Exercise and Physical Activity in the Prevention and Treatment of Atherosclerotic Cardiovascular Disease

This is a scientific statement (expert consensus document) from the American Heart Association that synthesises evidence from multiple epidemiological studies, randomised controlled trials, and meta-analyses. The writing group examined:

**Primary question:** Does regular aerobic physical activity prevent the development of coronary artery disease (CAD) and reduce symptoms in patients with established cardiovascular disease?

**Secondary questions:** What are the effects of exercise on individual cardiovascular risk factors (blood pressure, cholesterol, insulin resistance, body weight, smoking cessation)?

**Comparators:** Physically active versus sedentary individuals; exercise training versus no exercise; exercise-based cardiac rehabilitation versus usual care

**Outcome measures:** Incidence of CAD events (heart attacks, cardiac death), mortality rates, changes in blood pressure (systolic/diastolic mmHg), lipid profiles (HDL-C, LDL-C, triglycerides in mg/dL), hemoglobin A1c (%), body weight (kg), and smoking cessation rates

The statement focuses specifically on aerobic physical activity (walking, running, swimming, cycling) and does not directly evaluate resistance exercise.

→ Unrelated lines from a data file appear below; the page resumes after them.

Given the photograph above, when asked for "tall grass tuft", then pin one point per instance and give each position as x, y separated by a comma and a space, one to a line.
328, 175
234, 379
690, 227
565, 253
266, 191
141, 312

The statement synthesises data from dozens of studies with vastly different populations. Key studies cited include:

**52 exercise training trials** including 4,700 subjects (meta-analysis on lipid effects)

**44 randomised controlled trials** including 2,674 participants (blood pressure meta-analysis)

**HERITAGE study:** 675 normolipidemic subjects (299 men, 376 women) who completed 5 months of supervised exercise training

**Diabetes Prevention Program:** 3,234 individuals at high risk for type 2 diabetes, followed for 2.8 years

**National Weight Control Registry:** 3,000 individuals who lost ≥10% of body weight and maintained loss for ≥1 year (average 5.5 years)

**51 randomised controlled trials** of exercise-based cardiac rehabilitation including 8,440 patients (primarily middle-aged, low-risk men post-myocardial infarction)

**Smoking cessation trial:** 281 healthy women randomised to exercise or health education

The populations studied were predominantly middle-aged adults, with some data on older adults (80+ years) in relative intensity discussions. Most cardiac rehabilitation studies included low-risk men, which limits generalisability to women and higher-risk patients.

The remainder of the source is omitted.